In figure 5 are the histograms of observed and expected data displayed (comparison to figure 2). As previously described, the distribution of the observed data is right-skewed. The expected scores, in contrast, are more centered. The mode of the distributions with a bin-width of 0.5 is 0.11 for the observed data and 0.17 for the expected data. As mentioned previously, higher statistics indicate a higher possibility of real changes, and therefore differential gene expression can be expected. To investigate this further, the observed statistics are compared to the expected statistics.

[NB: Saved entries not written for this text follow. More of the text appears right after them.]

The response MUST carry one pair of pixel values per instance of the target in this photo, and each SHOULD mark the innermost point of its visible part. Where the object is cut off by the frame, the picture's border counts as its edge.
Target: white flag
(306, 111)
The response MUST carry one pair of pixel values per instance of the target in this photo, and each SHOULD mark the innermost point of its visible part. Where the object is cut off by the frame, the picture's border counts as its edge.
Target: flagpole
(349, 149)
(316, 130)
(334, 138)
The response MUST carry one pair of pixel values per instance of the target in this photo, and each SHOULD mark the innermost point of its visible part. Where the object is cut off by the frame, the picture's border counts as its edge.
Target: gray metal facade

Figure 6: observed vs. expected statistics. The red line indicates the bisecting angle, the black dots represent statistics.
The bisecting angle is an indication where genes should be located if there is no difference between observed and expected scores. Datapoints deviating from the bisecting angle are potentially significantly different. The variation in the x-axis indicates the magnitude of the change, as more extreme values are more likely to be significantly different.

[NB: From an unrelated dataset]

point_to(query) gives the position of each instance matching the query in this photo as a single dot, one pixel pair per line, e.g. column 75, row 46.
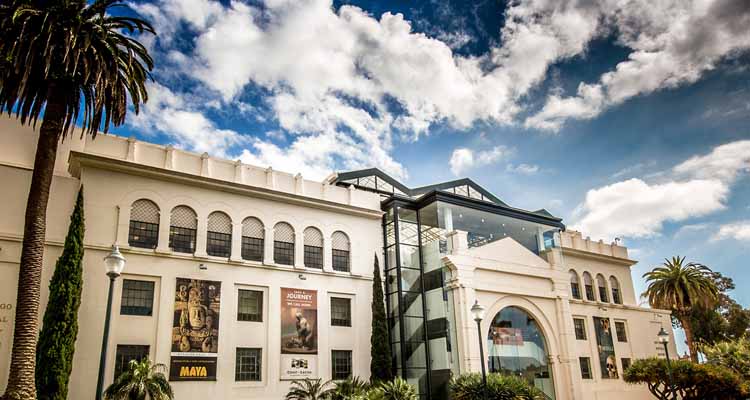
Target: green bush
column 499, row 387
column 687, row 380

In order to determine significant changes an absolute distance from the bisecting angle (delta) is used as cutoff value. The cutoffs are obtained by selecting an arbitrary delta and finding the first gene and its corresponding statistic that exceeds the difference. This is done for the positive and negative direction to obtain the lower and upper cuts. The lower and upper cuts indicate the observed score where the absolute difference is the first time greater than delta. Every gene beyond that first exceeding threshold gene is called significant. To ensure that the differences are always increasing (or decreasing for the lower cut), a monotonizing function is applied. With that delta, the same step is performed on the expected datasets, where ideally no genes should be significant. The genes outside of the previously determined cuts are counted, and declared as false positive. With the information on how many genes are significant by chance (false positives), it is possible to calculate the False Discovery Rate by dividing the false positives through the amount of significant genes.
Figure 7: SAM results with FDR of 5%. The black line indicates the bisecting angle, the purple dashed line next to it the delta threshold. Lower and upper cuts are marked by grey dashed lines. Points colored red indicate genes that are downregulated, green indicates upregulation.
By varying delta, and therefore the difference between the statistics and the bisecting angle, it is possible to find more or less significant genes.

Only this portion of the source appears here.